One of the newest winners of NHGRI's $100,000 genome grant, Intelligent Bio-Systems, of Waltham, Massachusetts, is developing a four-color sequencing-by-synthesis method using cleavable fluorescent nucleotide reversible terminators—an approach similar to that of Solexa. It is placing instruments in selected laboratories for beta testing, with a technology that features faster run cycles, less up-front expense and less costly implementation. “We're trying to design the system so that when the market is ready, it could actually be placed into a clinical laboratory,” says CEO Steven Gordon. “The instrument cost is low enough that it could be used for clinical tests.”

Companies have also started to win bids under the NHGRI $1,000 genome program. Unlike the $100,000 technologies, which focus on refining and improving existing methods, the conception of a $1,000 genome requires an entirely different paradigm—a discontinuous innovation. Helicos' technology, unlike the cluster-based approaches of 454, Agencourt and Solexa, could provide such a leap: in the first commercial award under the $1,000 program, it received, in October 2006, a $2 million grant to further develop its single-molecule approach.

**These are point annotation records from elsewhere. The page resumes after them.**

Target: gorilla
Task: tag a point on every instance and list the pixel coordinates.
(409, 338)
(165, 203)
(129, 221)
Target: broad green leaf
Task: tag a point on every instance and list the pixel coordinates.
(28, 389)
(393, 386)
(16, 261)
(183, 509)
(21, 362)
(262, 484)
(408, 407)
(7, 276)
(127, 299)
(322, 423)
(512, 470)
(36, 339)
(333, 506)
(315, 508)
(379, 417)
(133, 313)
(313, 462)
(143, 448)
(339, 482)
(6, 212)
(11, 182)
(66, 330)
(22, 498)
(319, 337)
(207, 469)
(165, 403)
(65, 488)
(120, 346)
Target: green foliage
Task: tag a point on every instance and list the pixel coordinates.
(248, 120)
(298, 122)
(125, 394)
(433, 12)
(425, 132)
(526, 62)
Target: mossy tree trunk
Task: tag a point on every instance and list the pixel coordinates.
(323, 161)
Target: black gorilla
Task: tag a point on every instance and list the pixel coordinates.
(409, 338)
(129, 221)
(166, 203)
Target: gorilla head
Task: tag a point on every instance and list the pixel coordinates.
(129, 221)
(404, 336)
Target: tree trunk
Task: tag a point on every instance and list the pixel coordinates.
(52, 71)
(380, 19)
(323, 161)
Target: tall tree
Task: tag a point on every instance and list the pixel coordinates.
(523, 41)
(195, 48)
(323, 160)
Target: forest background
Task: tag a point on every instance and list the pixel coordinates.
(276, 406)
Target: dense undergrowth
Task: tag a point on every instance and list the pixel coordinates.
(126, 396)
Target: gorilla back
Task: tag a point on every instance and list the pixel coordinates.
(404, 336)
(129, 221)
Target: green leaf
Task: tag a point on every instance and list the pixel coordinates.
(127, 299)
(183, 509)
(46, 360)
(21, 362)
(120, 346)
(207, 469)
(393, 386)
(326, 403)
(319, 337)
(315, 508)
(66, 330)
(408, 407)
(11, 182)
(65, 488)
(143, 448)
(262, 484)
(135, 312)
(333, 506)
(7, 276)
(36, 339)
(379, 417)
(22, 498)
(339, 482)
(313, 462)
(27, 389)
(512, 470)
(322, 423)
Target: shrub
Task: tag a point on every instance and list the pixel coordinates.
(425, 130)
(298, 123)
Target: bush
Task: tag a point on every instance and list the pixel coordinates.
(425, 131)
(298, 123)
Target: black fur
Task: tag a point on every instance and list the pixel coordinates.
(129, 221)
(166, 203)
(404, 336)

According to Steve Lombardi, senior vice president of Marketing at Helicos, “If you had perfect chemistry, and each step was 99.99%, the instrument would generate 100 billion bases a day. The instrument is being designed for that throughput, but the first-generation chemistry will have a smaller yield—around 600 megabases per day.” Improvements in chemistry could move Helicos to the $1,000 genome “in the first few years,” he claims—well ahead of the NHGRI goal of 2014.

Over its three-year history, Helicos has raised $67 million in venture funding; the figure for Solexa was well over $100 million. Venture capitalists' appetite for these technologies is still strong. In December 2006, Pacific Biosciences of Menlo Park, California, raised $50 million in venture capital to further develop its single-molecule detection system, first published in 2003 (Science 299, 682–686, 2003). Others are combining forces to gain the resources and technology breadth to compete. Also in December, NABsys, Inc. of Providence, Rhode Island, which has a $1,000 genome technology with a three-year delivery goal, according to CEO Barret Bready, acquired GeneSpectrum, merging its nanopore technology with GeneSpectrum's DNA hybridization technology to create hybridization-assisted nanopore sequencing.